Yeraltı edebiyatının güçlü kalemi ve Dövüş Kulübü’nün yazarı Chuck Palahniuk’in en iyi eseri olarak gösterilen distopik romanı Yargı Günü’nde Amerikan ruhunda gizlenen her ayrılıkçı fantezinin, alternatif gerçeğin ve komplo teorisinin mantıksal sonucunu korkusuzca gerçeğe dönüştürüyor.
Yargı Günü, yazarın Bunu Bi’ Düşün, Miras ve Çığlık’la birlikte Düşbaz Kitaplar’dan çıkan dördüncü kitabı oldu.

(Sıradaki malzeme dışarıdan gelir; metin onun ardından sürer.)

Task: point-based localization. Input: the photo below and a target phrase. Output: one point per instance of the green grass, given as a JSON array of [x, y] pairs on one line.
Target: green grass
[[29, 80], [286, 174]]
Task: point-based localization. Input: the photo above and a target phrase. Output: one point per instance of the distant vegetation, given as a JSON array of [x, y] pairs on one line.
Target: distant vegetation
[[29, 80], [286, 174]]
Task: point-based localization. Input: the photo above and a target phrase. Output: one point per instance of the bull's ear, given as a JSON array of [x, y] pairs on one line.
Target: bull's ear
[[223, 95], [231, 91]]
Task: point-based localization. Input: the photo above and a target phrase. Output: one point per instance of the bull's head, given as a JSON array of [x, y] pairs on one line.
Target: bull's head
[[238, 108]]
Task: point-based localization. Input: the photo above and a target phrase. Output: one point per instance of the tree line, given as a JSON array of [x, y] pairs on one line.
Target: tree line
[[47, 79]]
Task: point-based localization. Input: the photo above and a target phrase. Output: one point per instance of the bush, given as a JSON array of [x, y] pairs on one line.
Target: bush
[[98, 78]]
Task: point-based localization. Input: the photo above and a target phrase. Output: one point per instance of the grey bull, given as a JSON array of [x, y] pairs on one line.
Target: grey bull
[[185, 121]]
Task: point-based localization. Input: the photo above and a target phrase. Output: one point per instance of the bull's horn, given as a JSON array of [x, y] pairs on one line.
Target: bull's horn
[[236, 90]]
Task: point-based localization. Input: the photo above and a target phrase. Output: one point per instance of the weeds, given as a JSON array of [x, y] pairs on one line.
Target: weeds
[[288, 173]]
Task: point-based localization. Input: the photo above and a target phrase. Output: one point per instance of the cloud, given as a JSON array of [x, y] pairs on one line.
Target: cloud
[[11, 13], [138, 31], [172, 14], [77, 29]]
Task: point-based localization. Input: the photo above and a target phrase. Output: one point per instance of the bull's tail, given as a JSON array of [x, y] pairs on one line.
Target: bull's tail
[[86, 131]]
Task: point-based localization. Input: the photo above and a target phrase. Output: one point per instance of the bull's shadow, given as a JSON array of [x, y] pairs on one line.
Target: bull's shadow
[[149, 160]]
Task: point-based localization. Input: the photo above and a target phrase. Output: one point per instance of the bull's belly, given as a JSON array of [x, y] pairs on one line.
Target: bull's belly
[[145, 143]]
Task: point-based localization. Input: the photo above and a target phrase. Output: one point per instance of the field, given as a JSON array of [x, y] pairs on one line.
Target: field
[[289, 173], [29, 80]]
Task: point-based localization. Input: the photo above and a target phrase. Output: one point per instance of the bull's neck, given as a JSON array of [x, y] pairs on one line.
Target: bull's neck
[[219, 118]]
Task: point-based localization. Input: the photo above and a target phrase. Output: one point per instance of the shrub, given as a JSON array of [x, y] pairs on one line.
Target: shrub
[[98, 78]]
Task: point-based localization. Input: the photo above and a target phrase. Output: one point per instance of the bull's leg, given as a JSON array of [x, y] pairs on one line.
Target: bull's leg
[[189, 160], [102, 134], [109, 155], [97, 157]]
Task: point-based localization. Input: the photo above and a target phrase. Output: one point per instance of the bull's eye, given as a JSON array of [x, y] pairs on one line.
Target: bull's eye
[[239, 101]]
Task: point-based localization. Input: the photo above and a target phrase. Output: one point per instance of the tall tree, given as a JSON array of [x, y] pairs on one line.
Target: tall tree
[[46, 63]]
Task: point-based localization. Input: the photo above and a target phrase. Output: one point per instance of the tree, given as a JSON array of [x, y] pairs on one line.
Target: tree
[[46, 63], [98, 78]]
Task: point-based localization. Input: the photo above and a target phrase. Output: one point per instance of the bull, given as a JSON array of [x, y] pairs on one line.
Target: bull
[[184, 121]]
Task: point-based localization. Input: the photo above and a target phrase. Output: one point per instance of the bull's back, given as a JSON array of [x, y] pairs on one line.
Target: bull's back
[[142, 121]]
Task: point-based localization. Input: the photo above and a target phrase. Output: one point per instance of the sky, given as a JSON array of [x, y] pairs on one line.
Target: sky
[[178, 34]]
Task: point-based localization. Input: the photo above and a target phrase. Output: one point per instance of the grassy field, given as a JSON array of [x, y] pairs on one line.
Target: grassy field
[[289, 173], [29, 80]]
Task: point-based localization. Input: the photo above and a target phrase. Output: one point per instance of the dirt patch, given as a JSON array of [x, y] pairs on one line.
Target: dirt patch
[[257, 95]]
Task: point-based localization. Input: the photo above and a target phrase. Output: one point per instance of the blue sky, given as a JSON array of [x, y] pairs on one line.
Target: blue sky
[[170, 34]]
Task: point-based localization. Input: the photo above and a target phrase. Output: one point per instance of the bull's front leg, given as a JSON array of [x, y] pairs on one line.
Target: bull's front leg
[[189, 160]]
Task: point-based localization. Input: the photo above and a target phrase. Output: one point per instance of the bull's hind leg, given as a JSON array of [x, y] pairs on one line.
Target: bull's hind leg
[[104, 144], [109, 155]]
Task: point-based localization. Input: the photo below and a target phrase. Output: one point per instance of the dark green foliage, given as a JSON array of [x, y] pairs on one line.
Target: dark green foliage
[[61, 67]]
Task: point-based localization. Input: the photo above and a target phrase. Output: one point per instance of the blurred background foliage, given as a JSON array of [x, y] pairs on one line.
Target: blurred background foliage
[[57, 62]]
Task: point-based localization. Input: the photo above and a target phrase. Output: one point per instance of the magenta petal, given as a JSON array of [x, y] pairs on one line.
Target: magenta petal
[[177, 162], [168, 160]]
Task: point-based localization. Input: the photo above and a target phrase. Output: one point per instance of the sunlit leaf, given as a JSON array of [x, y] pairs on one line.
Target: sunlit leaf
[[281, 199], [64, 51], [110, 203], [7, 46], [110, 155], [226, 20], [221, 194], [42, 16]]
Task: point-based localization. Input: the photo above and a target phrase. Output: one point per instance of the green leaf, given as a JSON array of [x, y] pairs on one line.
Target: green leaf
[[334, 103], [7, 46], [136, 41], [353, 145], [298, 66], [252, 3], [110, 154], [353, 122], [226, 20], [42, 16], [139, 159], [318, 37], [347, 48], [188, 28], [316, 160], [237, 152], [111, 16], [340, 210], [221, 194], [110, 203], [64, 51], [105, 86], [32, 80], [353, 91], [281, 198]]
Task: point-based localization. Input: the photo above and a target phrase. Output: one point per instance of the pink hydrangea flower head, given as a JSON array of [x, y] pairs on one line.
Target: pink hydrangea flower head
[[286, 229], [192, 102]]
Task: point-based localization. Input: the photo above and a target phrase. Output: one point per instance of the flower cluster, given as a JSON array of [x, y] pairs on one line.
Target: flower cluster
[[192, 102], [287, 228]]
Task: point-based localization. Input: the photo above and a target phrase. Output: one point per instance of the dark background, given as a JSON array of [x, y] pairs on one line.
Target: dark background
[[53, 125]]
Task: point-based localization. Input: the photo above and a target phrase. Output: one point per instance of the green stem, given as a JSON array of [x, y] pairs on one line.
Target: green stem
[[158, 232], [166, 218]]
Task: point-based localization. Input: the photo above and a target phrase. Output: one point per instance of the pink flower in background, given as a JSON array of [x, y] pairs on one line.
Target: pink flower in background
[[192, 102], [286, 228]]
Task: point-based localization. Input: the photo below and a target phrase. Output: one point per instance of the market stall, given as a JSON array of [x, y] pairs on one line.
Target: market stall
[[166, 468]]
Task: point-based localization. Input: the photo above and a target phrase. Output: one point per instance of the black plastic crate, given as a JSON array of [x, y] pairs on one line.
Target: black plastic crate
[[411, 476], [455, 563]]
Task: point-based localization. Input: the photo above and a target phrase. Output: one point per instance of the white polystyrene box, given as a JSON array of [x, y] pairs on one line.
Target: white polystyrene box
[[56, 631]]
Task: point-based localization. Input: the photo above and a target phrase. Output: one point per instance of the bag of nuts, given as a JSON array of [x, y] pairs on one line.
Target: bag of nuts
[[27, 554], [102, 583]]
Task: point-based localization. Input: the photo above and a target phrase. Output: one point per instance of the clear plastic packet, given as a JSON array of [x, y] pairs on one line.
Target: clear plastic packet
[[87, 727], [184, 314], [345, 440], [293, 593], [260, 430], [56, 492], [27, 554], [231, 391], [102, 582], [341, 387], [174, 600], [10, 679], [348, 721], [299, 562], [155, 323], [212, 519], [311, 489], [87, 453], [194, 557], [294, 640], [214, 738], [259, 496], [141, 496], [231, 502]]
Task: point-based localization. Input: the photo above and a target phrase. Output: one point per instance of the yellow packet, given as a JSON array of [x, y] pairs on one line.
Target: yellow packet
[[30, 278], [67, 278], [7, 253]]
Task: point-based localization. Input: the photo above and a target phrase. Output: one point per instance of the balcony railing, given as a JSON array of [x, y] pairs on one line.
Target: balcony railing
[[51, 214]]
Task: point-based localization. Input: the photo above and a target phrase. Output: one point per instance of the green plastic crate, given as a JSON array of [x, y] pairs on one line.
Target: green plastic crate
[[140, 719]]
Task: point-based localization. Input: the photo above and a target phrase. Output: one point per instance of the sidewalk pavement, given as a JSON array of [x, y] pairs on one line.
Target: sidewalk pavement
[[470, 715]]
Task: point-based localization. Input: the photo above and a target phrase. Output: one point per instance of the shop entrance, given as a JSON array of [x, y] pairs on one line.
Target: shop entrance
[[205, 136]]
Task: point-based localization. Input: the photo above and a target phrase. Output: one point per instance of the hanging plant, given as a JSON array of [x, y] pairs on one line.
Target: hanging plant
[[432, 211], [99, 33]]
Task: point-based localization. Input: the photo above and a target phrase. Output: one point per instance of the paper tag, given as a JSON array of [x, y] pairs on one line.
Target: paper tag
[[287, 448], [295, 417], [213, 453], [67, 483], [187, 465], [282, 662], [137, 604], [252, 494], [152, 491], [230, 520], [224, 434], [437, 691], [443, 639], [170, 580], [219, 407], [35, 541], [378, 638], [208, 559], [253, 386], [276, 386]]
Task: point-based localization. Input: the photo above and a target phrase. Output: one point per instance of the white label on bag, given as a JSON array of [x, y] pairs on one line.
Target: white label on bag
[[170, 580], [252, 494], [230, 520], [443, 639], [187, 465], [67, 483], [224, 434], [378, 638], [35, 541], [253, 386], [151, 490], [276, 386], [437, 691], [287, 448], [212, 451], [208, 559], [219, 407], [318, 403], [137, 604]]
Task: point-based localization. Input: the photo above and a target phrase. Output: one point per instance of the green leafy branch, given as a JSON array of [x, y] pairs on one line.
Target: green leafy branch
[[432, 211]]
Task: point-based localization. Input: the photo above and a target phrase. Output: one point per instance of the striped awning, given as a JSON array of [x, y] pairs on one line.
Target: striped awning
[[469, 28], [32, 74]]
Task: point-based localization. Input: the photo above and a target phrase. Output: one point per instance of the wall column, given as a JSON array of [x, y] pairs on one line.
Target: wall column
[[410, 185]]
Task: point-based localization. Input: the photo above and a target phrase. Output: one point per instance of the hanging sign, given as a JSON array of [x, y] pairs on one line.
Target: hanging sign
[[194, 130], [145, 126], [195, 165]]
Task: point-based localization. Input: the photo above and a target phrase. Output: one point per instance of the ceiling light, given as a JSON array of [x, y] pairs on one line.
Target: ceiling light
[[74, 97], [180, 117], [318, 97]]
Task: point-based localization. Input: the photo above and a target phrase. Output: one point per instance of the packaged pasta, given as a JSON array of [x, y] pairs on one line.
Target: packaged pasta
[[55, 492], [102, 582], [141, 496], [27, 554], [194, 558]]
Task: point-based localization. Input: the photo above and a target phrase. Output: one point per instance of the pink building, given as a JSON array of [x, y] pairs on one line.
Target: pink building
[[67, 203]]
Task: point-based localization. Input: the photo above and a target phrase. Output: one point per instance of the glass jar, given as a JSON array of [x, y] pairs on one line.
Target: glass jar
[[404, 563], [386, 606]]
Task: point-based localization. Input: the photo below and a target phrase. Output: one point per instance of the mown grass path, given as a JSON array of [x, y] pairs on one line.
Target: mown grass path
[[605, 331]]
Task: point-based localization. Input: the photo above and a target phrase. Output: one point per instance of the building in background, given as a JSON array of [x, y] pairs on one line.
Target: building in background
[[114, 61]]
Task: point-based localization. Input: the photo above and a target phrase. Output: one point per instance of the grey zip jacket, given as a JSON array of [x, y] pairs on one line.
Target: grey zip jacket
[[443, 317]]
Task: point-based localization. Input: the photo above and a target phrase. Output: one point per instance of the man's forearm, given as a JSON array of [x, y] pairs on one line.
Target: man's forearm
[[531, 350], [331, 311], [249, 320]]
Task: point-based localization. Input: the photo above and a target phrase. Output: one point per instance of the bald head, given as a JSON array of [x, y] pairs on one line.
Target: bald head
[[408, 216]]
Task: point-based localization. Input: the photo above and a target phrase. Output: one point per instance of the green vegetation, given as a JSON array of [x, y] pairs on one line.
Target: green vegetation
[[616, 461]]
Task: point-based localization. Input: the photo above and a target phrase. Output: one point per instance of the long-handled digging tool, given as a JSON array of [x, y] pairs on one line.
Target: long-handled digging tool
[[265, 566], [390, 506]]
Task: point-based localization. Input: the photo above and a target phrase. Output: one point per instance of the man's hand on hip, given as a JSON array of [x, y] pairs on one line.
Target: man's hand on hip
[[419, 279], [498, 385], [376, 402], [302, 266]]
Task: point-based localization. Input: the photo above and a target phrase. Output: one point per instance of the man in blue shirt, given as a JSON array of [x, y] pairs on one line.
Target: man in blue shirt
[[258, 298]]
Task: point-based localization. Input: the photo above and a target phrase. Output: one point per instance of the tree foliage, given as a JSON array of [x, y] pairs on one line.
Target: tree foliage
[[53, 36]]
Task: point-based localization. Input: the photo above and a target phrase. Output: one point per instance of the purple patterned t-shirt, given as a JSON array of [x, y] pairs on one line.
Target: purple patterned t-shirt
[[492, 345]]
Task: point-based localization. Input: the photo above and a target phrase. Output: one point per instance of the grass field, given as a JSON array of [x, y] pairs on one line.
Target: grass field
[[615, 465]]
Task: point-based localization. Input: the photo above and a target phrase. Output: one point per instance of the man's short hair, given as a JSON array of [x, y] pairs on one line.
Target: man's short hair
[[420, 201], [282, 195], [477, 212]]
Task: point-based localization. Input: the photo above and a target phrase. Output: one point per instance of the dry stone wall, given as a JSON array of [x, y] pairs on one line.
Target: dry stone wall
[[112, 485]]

Kendini beğenmiş, bunak siyasetçiler, artan genç erkek nüfus için kötü bir kader planlıyor. İşçi sınıfı erkekleri, soyluları gömmenin hayalini kuruyor. Üniversitelerdeki profesörler öğrencilere yalnızca kasvet ve buhran dolu bir gelecek vadeden teoriler öne sürüyor. Aylardır ülkenin dört bir yanında hareketlenmeye başlayan öfkeli adamlar, bu kişilere ve daha fazlasına karşı örgütleniyor, plan yapıyor ve başa geçmek için benzer düşüncelere sahip yoldaşlarla işe koyuluyor.
Bu adamlar sadece çok güvendikleri kişilere Yargı Günü’nün yaklaştığını haber veriyor. Yabancılarla konuşmuyorlar. Bir de bu uğurda hazırlanan, kılavuz niteliğindeki Yargı Günü adlı kitapta yer alan emirleri ezberliyorlar. Hesaplaşma günü için hazırlanıyorlar. Bir yandan da ölmeyi hak den kişilerin (profesörler, politikacılar, gazeteciler, akademisyenler vs.) bir listesini yapıyorlar.
Chuck Palahniuk, Yargı Günü’yle yine en iyi yaptığı işi yapıyor ve toplumdaki saçmalıkları ve aksaklıkları gayet sarkastik bir dille eşeliyor, bunu yaparken de siz kitabı yere atıp ondan tamamen uzaklaşmadan önce sizi ne kadar zorlayabileceğinizi görmek istiyor. Sahi, ne kadar dayanabileceksiniz?